が、三度目なんかあるわけがなく、気まずくなって疎遠になるのは考えずともわかる。
だったらどうすればいい……椿には想い人がいる中で、俺という存在を少しでも意識してもらう為に――ここは、攻めてみるしかない!
好きだと言葉で伝えずとも、もしかしたらこの男は自分に好意を抱いているかも、と思ってもらうのは効果的なはず。
そうなれば、もしかしたら頭の片隅くらいには俺という存在を置いてもらえるのではないか。

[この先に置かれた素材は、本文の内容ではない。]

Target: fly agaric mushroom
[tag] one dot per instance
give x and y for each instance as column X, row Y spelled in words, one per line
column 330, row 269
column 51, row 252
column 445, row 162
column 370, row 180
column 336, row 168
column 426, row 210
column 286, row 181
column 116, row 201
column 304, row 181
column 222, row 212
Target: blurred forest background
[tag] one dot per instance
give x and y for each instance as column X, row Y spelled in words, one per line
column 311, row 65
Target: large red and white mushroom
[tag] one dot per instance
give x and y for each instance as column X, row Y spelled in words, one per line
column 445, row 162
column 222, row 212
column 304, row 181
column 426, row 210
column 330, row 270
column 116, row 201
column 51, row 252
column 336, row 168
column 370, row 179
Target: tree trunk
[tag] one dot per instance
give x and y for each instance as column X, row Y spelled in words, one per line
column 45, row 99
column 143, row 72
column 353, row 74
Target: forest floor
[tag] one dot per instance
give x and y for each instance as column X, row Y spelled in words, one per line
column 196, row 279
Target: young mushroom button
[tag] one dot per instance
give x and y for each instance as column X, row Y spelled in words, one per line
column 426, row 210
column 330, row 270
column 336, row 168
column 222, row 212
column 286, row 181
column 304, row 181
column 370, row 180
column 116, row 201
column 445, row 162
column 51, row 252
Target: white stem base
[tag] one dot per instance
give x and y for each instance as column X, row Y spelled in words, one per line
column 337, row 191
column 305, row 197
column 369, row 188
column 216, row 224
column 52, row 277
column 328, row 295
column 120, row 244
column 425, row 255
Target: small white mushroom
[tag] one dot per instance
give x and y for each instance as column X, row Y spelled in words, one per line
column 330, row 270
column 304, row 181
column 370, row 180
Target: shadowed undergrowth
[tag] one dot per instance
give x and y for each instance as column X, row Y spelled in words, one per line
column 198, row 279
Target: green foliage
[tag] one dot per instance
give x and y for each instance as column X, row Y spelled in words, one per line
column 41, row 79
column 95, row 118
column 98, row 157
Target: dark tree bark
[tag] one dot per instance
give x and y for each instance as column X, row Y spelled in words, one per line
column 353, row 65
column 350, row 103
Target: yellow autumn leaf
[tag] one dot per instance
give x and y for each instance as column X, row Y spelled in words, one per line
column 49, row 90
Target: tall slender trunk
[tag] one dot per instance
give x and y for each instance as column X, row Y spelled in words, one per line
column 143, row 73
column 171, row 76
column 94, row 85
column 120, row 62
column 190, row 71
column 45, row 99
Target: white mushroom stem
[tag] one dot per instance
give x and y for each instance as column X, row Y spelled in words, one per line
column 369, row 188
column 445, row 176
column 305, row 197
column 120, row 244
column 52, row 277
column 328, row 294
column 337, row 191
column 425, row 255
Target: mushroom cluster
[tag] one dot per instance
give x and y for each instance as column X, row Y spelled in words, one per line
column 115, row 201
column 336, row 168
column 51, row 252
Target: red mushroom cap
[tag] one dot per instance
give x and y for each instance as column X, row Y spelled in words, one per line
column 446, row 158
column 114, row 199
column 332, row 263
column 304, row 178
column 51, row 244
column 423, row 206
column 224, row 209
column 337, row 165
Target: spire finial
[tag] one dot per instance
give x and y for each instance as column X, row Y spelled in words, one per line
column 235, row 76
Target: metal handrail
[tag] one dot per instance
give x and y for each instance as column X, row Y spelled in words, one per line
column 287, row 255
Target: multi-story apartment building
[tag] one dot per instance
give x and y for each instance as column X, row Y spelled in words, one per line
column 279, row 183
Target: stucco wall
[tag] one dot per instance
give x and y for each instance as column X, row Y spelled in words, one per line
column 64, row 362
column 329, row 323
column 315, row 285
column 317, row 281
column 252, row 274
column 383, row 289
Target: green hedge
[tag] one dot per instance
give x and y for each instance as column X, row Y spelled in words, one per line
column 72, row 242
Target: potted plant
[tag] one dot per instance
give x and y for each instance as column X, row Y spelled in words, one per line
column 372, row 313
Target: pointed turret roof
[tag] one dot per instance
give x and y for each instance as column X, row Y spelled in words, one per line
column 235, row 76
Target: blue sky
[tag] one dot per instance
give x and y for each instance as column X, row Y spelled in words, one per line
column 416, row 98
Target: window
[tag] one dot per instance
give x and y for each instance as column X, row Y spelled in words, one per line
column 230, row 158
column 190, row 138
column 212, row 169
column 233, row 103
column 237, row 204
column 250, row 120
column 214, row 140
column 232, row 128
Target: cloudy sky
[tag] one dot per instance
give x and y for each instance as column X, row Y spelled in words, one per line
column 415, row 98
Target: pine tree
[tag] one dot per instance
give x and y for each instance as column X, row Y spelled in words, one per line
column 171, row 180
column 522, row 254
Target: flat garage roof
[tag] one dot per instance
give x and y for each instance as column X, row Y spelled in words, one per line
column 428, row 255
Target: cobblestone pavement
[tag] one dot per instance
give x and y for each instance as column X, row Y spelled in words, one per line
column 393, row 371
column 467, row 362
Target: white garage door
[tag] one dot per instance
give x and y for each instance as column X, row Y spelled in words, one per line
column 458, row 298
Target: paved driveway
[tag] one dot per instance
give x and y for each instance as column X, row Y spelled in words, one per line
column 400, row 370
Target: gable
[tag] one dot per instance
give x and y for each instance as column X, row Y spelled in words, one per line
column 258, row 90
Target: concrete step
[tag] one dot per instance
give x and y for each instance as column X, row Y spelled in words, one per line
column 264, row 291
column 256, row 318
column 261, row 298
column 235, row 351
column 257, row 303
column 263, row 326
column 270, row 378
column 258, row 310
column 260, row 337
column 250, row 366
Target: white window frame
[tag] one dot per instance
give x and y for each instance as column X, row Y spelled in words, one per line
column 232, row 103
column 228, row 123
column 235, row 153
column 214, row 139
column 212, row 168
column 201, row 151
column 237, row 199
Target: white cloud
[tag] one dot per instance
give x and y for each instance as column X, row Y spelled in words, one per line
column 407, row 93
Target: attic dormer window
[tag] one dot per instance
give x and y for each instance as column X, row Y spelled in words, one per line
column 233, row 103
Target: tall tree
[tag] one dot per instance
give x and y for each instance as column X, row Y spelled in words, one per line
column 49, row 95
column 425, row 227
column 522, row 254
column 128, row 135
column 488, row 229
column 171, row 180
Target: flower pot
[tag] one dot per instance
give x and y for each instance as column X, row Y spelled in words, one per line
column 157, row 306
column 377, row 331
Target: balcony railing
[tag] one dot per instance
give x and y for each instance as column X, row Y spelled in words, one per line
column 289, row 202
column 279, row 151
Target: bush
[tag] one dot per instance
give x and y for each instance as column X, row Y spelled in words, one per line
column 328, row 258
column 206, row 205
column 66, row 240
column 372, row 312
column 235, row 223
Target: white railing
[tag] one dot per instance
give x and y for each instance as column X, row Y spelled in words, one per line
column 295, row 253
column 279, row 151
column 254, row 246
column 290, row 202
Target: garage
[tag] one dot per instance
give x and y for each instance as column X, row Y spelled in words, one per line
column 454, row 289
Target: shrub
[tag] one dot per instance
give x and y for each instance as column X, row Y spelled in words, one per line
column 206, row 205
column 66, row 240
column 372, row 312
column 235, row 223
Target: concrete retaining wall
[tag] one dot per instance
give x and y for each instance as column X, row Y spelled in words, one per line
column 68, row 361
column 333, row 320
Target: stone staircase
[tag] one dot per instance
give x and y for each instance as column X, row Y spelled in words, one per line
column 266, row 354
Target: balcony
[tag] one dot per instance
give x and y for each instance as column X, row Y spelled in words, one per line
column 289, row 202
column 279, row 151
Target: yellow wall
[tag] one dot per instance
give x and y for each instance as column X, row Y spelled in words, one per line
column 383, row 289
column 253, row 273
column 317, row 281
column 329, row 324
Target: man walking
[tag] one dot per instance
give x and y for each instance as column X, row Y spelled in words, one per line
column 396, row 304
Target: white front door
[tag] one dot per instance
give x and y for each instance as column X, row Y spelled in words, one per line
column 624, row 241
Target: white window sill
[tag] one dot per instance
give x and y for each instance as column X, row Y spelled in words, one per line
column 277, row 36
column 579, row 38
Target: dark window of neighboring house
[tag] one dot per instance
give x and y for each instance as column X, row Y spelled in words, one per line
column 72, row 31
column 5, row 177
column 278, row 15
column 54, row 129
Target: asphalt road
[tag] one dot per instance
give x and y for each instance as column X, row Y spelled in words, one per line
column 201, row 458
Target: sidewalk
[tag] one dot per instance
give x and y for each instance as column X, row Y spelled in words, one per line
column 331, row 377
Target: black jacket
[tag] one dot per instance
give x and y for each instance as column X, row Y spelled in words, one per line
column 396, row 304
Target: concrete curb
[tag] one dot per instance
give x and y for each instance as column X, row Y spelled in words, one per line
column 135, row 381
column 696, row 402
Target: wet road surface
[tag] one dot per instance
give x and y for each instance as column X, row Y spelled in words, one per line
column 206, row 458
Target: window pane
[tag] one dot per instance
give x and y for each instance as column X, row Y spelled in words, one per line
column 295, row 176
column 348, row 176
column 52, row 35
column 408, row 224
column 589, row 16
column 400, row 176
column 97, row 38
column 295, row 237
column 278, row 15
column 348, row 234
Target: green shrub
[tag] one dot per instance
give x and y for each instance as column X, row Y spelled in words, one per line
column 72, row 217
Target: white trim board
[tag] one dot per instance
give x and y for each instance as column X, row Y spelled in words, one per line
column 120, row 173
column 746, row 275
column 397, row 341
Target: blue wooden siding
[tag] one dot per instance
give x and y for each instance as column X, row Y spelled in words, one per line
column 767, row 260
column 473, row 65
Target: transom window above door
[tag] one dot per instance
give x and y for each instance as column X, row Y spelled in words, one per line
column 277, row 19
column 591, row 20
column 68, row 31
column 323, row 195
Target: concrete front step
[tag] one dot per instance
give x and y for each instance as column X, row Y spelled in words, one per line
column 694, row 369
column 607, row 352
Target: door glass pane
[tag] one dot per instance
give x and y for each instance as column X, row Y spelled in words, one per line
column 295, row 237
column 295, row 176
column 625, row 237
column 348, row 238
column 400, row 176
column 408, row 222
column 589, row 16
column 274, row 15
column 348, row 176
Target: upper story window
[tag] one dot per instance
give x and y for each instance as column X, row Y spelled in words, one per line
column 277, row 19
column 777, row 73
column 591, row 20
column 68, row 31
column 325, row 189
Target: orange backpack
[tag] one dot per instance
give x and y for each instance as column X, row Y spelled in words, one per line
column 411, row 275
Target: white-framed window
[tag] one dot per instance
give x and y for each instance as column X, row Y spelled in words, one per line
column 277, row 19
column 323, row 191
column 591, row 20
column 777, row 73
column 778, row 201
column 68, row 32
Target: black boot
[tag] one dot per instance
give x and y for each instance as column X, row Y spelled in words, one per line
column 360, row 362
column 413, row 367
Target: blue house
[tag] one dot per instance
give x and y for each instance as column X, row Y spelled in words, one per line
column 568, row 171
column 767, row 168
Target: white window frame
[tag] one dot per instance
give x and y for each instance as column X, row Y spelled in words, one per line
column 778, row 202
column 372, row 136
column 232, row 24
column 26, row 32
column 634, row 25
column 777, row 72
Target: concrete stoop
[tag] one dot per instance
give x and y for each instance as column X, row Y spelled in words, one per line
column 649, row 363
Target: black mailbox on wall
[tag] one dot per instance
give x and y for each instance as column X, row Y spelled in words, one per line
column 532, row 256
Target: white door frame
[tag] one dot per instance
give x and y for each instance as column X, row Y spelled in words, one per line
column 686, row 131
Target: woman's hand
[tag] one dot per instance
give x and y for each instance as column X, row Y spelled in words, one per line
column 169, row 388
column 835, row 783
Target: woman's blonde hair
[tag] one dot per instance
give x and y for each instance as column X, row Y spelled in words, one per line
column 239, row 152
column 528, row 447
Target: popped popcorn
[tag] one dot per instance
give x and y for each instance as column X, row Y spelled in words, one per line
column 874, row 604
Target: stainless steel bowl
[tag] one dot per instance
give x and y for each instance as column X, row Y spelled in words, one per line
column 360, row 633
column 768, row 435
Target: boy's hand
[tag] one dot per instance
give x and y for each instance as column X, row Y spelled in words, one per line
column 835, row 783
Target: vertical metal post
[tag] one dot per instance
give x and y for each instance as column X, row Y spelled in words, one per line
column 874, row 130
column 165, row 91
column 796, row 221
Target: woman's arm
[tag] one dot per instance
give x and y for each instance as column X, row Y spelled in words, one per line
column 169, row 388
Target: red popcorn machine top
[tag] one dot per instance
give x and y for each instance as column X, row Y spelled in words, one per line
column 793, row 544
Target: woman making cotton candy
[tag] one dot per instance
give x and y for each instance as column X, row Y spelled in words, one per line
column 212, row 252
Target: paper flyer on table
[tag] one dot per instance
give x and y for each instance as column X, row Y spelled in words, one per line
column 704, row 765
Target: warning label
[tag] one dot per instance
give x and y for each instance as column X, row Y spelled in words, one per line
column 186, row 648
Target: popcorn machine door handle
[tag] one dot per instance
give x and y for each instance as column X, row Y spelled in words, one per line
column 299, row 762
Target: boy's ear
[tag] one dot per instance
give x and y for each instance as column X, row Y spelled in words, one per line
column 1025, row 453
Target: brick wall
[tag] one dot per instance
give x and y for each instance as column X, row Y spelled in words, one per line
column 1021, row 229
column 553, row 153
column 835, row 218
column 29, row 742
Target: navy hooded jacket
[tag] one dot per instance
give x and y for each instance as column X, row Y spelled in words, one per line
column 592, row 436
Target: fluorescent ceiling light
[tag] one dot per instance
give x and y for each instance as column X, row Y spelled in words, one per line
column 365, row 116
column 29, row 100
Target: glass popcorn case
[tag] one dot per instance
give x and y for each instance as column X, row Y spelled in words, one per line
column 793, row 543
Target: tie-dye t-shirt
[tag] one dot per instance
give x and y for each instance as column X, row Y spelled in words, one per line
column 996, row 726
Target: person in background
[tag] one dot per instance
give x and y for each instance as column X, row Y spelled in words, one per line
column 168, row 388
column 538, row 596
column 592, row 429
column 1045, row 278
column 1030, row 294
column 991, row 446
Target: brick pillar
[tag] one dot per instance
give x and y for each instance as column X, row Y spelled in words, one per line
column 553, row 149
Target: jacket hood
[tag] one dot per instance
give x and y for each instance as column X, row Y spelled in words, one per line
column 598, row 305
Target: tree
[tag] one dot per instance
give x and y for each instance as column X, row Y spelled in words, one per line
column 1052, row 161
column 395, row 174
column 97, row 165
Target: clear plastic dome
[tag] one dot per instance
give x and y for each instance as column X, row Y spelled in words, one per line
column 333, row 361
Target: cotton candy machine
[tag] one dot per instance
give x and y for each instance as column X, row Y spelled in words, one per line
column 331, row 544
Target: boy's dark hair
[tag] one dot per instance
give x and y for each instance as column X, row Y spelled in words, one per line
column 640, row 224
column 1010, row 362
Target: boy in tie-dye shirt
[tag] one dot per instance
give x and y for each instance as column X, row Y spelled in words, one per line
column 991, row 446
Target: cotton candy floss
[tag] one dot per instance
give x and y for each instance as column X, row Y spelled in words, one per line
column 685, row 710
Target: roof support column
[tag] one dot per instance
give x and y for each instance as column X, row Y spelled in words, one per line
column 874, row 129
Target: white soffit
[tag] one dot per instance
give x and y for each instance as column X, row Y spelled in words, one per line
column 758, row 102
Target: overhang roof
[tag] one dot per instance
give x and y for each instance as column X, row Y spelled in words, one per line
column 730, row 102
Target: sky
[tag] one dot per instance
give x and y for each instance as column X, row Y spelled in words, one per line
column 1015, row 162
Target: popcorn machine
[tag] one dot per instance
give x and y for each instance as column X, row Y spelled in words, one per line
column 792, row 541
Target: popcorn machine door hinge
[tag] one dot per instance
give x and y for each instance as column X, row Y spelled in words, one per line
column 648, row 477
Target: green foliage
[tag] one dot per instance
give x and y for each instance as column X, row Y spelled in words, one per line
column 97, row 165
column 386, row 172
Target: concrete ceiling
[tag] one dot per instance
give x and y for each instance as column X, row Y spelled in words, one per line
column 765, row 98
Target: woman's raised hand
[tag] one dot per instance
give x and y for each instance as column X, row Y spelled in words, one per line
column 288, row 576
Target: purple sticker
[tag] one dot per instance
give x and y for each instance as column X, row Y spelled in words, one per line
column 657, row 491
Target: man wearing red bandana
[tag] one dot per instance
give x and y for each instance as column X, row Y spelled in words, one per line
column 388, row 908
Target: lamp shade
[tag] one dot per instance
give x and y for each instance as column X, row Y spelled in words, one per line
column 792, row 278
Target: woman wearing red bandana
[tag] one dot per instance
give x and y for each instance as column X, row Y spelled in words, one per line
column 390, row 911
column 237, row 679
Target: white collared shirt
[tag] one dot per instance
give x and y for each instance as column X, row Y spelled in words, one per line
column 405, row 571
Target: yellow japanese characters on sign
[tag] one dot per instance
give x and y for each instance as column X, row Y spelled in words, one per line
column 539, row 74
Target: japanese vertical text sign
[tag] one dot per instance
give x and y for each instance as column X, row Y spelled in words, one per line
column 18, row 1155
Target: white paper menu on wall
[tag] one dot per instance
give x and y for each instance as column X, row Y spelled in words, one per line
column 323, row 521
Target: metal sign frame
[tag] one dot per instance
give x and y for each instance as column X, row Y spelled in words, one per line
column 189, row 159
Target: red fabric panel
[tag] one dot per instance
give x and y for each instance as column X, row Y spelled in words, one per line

そして、いつの日か俺がその想い人よりも大きな存在になれれば――。
椿は日頃から近くにいる瀬波の好意に気付かない鈍感女だ。もしかしたら気付いているのかもだが、その様子は見て取れない。
だから、ここで攻めても鈍感な椿には伝わらないかもしれない。それでも――、
「……し、したけど」
「――っ!! ちゃんと大きい声で言って! どうしたの?! ねえねえ!」
「だ、だから……お見合いしたことないみたいで安心したよ!」
攻めるのを覚えなければ、俺は一生椿の想い人には勝てない。
どうだ……少しくらいは伝わったか……?
「うひっ、うひひひっ! くうううぅ!」
攻めてみた結果、椿はキモい笑い方をしながら左足をドタドタし始めた。
な、なんだこいつ……全然伝わってないってのはとりあえずわかったけど、いくらなんでもこの反応は予想外だ。
だがしかし、これで俺は攻めるという技を習得した。
押してダメなら引いてみろ、ならぬ、引いてダメなら押してみろ、だ。
いや、実際にはこれまでも引いてたわけではないが……とにかく、これからはバランスを意識してアピールしていけそうだな。
「何をしている椿、客人の前ではしたない。礼儀作法をわきまえなさい」
背後から男性の声が聞こえた。振り返ってみると、そこにいたのは椿の父親だった。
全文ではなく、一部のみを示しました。